Benchmarking World-Model Learning with Environment-Level Queries
Abstract
World models are central to building AI agents capable of flexible reasoning and planning. Yet current evaluations (i) test only properties measurable from observed interactions within an environment, such as next-frame prediction or task return, and (ii) do not test whether a learned model supports diverse queries about the same environment. In contrast, humans build \textit{general-purpose} models that can answer many different questions about an environment---including questions that require understanding global structure and counterfactual consequences. We propose WorldTest: a protocol for evaluating agents' ability to learn general-purpose models.
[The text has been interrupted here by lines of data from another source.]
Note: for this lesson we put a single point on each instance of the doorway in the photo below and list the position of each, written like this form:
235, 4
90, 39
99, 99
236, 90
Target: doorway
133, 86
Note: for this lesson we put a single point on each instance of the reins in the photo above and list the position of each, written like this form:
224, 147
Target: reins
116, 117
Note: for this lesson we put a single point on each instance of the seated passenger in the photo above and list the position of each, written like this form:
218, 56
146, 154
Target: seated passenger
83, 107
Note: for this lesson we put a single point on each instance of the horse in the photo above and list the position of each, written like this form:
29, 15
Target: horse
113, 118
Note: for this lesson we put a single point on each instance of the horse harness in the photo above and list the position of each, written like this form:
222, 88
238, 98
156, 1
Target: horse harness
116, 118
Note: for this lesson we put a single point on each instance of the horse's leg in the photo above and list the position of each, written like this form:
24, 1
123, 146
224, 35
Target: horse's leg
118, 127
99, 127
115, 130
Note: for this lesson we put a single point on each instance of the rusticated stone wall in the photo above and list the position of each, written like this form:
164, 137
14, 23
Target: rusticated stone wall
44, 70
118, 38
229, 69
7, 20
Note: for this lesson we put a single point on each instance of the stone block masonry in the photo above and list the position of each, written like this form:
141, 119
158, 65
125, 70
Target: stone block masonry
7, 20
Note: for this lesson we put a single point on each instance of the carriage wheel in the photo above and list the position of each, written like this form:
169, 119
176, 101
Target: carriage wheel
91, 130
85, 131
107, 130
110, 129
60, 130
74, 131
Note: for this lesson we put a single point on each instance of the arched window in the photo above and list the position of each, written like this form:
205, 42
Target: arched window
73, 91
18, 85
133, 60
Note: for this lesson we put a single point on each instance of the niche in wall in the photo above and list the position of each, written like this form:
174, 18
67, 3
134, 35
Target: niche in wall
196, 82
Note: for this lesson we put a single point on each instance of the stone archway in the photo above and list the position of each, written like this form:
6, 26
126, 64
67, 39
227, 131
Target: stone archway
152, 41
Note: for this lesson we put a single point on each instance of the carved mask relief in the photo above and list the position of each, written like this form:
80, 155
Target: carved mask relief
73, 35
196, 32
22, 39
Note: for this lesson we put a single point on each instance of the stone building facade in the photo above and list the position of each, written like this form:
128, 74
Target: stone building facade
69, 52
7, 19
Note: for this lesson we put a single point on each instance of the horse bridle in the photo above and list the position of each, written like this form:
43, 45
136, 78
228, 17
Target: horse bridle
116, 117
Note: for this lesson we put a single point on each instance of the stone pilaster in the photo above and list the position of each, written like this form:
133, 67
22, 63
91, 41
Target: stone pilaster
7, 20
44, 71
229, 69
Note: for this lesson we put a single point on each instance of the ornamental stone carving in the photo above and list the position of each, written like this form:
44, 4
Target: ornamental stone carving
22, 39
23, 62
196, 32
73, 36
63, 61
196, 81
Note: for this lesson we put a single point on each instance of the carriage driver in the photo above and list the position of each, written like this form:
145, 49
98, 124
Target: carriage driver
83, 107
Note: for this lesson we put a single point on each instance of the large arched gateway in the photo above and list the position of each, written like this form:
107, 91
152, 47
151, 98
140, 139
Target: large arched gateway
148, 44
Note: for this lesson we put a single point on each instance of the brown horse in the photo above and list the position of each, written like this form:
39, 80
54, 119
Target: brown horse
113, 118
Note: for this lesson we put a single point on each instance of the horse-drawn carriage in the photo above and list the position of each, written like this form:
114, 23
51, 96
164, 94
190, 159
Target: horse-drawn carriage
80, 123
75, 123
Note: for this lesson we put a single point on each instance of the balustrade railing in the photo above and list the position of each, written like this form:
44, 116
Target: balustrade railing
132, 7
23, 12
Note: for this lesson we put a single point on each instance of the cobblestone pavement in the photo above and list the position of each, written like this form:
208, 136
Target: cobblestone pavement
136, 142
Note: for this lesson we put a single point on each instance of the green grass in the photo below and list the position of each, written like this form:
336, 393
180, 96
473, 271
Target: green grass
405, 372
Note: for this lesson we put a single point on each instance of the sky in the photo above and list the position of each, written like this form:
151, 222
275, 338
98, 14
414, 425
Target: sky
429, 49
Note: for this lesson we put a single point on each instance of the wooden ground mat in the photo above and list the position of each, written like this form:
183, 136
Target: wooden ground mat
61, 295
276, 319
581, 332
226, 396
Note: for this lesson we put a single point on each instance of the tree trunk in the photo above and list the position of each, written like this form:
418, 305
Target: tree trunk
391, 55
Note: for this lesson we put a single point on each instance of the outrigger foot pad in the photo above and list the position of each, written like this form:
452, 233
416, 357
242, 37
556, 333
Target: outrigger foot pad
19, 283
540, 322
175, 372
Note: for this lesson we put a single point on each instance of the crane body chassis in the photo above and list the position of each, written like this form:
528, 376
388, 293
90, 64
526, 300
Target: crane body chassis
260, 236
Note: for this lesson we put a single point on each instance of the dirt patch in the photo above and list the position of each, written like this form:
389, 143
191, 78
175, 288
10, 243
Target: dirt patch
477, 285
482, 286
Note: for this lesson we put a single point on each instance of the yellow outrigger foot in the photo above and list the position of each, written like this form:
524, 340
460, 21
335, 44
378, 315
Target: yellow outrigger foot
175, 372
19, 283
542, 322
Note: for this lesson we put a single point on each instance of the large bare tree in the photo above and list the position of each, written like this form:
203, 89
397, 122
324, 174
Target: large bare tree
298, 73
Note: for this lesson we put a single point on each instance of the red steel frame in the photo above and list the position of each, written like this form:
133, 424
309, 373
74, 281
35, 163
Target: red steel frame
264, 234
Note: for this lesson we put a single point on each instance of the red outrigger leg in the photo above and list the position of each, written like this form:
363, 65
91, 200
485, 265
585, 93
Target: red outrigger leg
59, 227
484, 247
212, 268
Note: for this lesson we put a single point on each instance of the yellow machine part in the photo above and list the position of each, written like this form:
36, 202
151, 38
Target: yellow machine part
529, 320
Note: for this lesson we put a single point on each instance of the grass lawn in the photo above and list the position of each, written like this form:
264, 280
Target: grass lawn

A WorldTest benchmark pairs environments with multiple environment-level queries---properties of the full environment---rather than objectives defined only on observed trajectories. Individually, these queries can target global and counterfactual properties (e.g., reachability or the effects of interventions) that are not determined by any single rollout distribution. Collectively, they assess model generality across query types. We instantiate WorldTest as AutumnBench, a minimal yet expressive benchmark of 43 interactive grid-world environments and 129 tasks across three query families for both humans and learning agents. AutumnBench supports diverse environments and evaluations, including queries to evaluate prediction, counterfactual reasoning, and long-horizon planning. Experiments with 517 human participants and five frontier models show that humans substantially outperform these models, a gap we attribute to differences in exploration and belief updating. WorldTest and AutumnBench provide a rigorous framework for evaluating world-model learning and expose critical limitations in current approaches.